Karmê Chöling is a residential retreat center just down the road from Samadhi Cushions. Last month, on a mostly sunny afternoon, Acharya John Rockwell presided over a humble graduation ceremony for Mukpo Institute. (Mukpo is Sakyong Mipham’s family name.) As part of this program, four students had joined the residential community for 3 months of intensive meditation practice and contemplative study. Their coursework included a month of sitting and walking meditation, much of it in silence. There were also classes in Qigong, Dharma Arts, the Way of Shambhala and more.

As part of the ceremony, graduates were asked to share their experience of the past three months. While the tone was often lighthearted, there was no doubt that these students, who bonded deeply as a result of practicing together, had done something meaningful. Their remarks, surprisingly articulate, were also heartfelt.

One student explained how in his 20’s, he had read a lot of books on meditation. During this period of study—over 10 years—he never actually sat on a meditation cushion. Without the discipline of facing himself in meditation, he said laughing, old habits prevailed, nothing changed in his life.  As a collector of many ideas, rather than a practitioner of one, the personal journey of meditation he read about remained a concept. In this retreat, concept had become reality. As a next step, he was planning to undertake a training that would enable him to introduce others to basics of meditation practice.

Another student made a similar observation. In the years leading up to this retreat, she had practiced on weekends and occasionally during the week. This introduction to meditation was a very important time, but it was only the beginning. In her view, the difference in the past three months (a difference that brought a profound sense of healing) was the commitment needed to meet the challenges of daily and often extended periods of meditation.

“Actually doing” mindfulness practice, she said—not just talking or thinking about it—was the basis for a new sense of wholeness and confidence. In the course of the three months, there had been a real shift in how this student experienced herself. She now felt ready to move into the next phase of her life: returning to a hometown and family left behind many years before.

In embarking on a journey of transformation, these students had taken a step beyond habitual patterns, concepts and comfort zones. As it turns out, according to the New Yorker piece, they also did something successful entrepreneurs do: having established some confidence in the legitimacy of their idea, they moved on to the next step—prototyping, trying out, testing what they thought they knew.
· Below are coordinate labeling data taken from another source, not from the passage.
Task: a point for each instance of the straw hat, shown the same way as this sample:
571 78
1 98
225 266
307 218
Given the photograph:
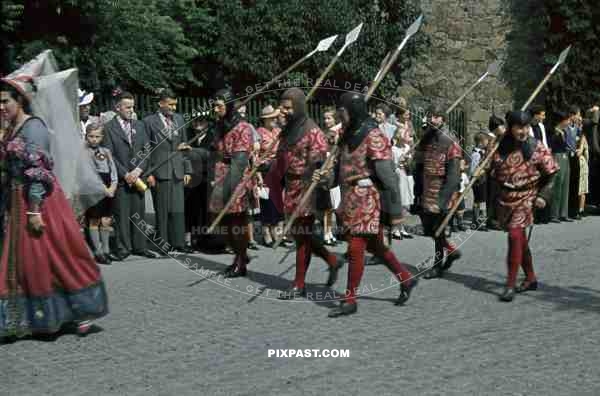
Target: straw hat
85 98
23 84
269 112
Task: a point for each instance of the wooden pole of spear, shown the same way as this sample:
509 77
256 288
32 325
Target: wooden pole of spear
329 162
240 188
481 168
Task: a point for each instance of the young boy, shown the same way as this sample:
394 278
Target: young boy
99 216
458 219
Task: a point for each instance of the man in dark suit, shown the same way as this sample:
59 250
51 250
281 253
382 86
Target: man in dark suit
128 141
538 129
167 132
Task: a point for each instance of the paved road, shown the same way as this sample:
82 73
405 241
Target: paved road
171 332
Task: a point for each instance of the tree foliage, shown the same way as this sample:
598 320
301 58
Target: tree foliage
573 22
199 46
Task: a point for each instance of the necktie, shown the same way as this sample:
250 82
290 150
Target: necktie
127 126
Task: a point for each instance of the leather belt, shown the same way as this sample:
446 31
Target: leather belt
292 176
360 182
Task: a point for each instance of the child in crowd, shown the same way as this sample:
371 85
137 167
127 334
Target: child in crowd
458 218
332 201
480 188
99 216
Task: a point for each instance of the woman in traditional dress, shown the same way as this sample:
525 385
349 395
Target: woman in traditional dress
330 200
271 219
583 155
48 277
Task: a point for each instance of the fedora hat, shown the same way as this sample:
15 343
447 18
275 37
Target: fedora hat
269 112
85 98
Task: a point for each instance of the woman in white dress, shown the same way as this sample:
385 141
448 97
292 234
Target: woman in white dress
402 154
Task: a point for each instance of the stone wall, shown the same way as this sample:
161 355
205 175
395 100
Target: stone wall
466 36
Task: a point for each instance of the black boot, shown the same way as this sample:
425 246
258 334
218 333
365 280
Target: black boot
405 290
451 258
508 294
292 293
343 309
461 223
333 271
454 226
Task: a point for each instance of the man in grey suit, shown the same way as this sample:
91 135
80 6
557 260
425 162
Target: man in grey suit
167 132
129 142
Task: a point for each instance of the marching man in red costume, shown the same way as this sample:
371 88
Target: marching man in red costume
437 182
302 150
524 170
365 167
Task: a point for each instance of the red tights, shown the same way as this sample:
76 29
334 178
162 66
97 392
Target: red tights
306 245
518 255
356 255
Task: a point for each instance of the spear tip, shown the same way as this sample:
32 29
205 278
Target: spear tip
412 29
326 43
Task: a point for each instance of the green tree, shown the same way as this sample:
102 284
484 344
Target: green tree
130 42
573 22
258 39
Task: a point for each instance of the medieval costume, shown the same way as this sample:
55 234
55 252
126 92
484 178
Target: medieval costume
365 168
437 182
47 276
229 152
524 170
302 149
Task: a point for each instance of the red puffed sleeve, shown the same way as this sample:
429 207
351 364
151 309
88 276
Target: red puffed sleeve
241 139
454 151
545 162
379 146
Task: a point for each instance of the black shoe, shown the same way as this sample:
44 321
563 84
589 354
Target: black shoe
145 253
480 227
526 286
292 293
333 271
374 260
406 235
343 309
286 242
186 249
508 294
433 272
451 258
268 244
235 272
405 290
115 257
122 255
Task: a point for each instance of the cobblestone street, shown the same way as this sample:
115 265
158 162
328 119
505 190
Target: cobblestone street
173 332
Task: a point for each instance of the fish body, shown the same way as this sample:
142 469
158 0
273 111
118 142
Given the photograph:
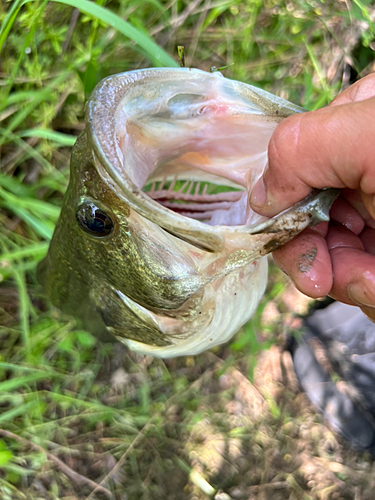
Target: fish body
156 245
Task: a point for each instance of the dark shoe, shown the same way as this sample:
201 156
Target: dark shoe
335 364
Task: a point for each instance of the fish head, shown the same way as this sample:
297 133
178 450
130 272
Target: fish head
157 245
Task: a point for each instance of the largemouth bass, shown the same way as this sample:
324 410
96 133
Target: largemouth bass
156 245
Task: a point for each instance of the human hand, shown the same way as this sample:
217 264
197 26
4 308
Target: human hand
330 147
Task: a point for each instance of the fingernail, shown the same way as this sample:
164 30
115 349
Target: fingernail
357 294
258 195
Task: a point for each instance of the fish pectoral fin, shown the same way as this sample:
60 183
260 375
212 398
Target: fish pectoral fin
125 319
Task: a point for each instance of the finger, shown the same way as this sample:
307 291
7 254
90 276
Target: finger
353 269
367 238
346 215
316 150
354 198
307 262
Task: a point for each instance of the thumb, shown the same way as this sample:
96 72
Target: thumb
331 147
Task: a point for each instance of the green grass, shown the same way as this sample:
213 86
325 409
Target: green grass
61 392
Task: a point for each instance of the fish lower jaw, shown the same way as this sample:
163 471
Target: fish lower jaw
236 300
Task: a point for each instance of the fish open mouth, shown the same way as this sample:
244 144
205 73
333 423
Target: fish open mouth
199 200
195 148
183 148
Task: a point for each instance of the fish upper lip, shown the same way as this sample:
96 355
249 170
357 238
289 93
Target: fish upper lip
101 125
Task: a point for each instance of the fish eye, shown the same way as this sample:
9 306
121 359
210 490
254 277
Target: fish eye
94 220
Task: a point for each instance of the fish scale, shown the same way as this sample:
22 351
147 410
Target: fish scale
157 246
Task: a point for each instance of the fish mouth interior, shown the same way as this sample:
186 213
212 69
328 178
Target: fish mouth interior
195 147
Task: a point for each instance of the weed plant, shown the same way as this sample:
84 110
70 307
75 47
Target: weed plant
80 419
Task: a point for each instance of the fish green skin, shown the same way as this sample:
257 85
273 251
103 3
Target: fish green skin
157 277
81 273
And the entrepreneurs who got nowhere? They remained stuck in the conceptual phase. In short, without actually trying it, they did something they had already done, reviewing and perfecting their idea. According to the experience of the Mukpo Institute Students, when spiritual seekers don’t embody what they hope to be through a contemplative discipline, there is very little real opportunity for success (or for that matter failure, which may be just as or even more important.) Nothing ventured, as they say, nothing gained.

Experienced and new meditators face the same challenges when it comes to “actually doing” meditation. But experienced practitioners know something that new meditators don’t: there is no perfect time and there is no perfect way to begin the practice of meditation. And, if you want to see what it is you have to offer the world (and what the world is offering you), a contemplative discipline that exposes you to yourself and the world, is essential for success.

In sitting meditation – learning to be, appreciating our experience as it is – we prototype, we imitate an enlightened person. But an awakened heart with a deep appreciation of others and ourselves is our nature, is who we are. (This insight begins too as an idea, an inkling.) By mimicking who we already are, we venture with real potential for success. Congratulations to the graduates of Mukpo Institute!

Editor’s Note: If you are looking for the right way to begin your practice, good luck. In the words of Chögyam Trungpa (uttered long before a shoe company co-opted them): Just do it.